A shot of defensiveness stiffened her before he laughed.

“I’m serious, doctor. I feel like I need to do something, get him some information. And Stephanie, too. You should have seen how she went off on me.”

“The detective talked to me. I told him you couldn’t have done it.”

“See! He has it in his head that I killed her!”

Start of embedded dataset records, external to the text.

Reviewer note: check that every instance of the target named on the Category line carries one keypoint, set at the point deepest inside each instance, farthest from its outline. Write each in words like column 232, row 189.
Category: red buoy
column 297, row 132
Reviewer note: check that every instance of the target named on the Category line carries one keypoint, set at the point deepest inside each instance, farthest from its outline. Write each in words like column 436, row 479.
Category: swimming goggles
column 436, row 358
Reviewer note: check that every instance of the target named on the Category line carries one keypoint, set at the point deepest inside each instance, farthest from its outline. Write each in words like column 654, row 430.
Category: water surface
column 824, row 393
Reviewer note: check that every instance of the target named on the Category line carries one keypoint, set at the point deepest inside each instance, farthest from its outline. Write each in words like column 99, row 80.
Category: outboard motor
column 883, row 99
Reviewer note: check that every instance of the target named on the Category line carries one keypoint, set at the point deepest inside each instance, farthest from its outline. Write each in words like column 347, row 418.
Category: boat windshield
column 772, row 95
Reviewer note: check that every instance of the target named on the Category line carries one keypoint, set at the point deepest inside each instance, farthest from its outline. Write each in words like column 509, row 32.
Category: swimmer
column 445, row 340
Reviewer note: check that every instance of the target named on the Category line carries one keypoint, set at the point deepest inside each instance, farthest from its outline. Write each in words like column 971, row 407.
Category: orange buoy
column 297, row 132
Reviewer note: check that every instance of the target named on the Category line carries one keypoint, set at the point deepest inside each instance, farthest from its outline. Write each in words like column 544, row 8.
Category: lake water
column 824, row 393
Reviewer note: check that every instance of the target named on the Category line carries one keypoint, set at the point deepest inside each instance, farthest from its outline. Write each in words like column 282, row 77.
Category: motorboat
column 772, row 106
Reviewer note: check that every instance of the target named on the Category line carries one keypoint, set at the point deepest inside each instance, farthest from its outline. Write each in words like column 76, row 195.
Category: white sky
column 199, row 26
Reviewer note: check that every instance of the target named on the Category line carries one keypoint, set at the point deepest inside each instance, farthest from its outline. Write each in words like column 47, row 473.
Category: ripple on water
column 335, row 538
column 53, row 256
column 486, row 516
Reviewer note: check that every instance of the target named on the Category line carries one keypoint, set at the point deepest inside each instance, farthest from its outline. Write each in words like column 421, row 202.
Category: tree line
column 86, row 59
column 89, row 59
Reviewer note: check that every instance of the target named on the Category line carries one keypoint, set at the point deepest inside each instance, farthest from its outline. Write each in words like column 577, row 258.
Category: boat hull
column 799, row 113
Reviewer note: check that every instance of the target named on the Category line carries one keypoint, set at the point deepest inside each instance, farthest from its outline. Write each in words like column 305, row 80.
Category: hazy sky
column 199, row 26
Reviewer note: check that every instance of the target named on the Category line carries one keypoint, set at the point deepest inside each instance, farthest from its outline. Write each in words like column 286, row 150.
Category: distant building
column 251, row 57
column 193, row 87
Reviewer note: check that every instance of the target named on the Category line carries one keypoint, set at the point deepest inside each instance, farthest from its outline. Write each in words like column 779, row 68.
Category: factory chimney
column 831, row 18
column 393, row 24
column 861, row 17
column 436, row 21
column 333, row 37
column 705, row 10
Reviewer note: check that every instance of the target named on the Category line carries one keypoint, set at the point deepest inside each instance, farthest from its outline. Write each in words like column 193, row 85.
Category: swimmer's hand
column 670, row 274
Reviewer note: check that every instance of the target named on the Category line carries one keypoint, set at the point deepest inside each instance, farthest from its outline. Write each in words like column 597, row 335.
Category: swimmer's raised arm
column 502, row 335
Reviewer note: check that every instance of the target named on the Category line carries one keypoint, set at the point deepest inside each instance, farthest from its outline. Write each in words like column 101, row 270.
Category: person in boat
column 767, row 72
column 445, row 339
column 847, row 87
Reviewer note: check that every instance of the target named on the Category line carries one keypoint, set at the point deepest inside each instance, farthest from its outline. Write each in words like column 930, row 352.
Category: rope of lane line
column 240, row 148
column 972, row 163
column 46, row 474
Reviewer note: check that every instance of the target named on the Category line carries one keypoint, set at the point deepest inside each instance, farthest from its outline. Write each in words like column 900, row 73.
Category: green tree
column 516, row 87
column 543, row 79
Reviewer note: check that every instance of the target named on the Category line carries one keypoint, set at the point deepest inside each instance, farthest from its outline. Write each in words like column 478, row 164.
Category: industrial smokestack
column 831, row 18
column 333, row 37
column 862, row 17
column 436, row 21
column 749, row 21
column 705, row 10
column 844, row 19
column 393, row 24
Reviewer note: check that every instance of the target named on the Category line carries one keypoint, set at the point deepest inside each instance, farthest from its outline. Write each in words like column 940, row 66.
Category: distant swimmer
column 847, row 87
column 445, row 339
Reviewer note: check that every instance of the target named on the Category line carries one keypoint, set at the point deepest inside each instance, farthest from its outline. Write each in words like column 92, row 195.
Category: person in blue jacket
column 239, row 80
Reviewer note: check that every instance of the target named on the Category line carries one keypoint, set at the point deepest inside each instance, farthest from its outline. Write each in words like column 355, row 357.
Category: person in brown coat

“Cheryl Beth, this is a big old urban hospital. And we have all the problems of an urban hospital. Yesterday, I saw a guy in a stairwell, dressed in rags, just walking up and down the stairs. He said his dead mother was chasing him, and didn’t I see her? He was shaking and bawling. Scared the hell out of me. I called security, and it turned out he was just another street person who wandered in here for warmth. He was diagnosed paranoid schizophrenic, off his meds, hearing voices. Good Lord.”

He stopped. Then, “Do you know how much of this hospital has been closed down the past decade? There are old, abandoned parts of this place that I’ve never even been to, that the security guards don’t even know about.”

“They’re probably all my old shortcuts,” she said.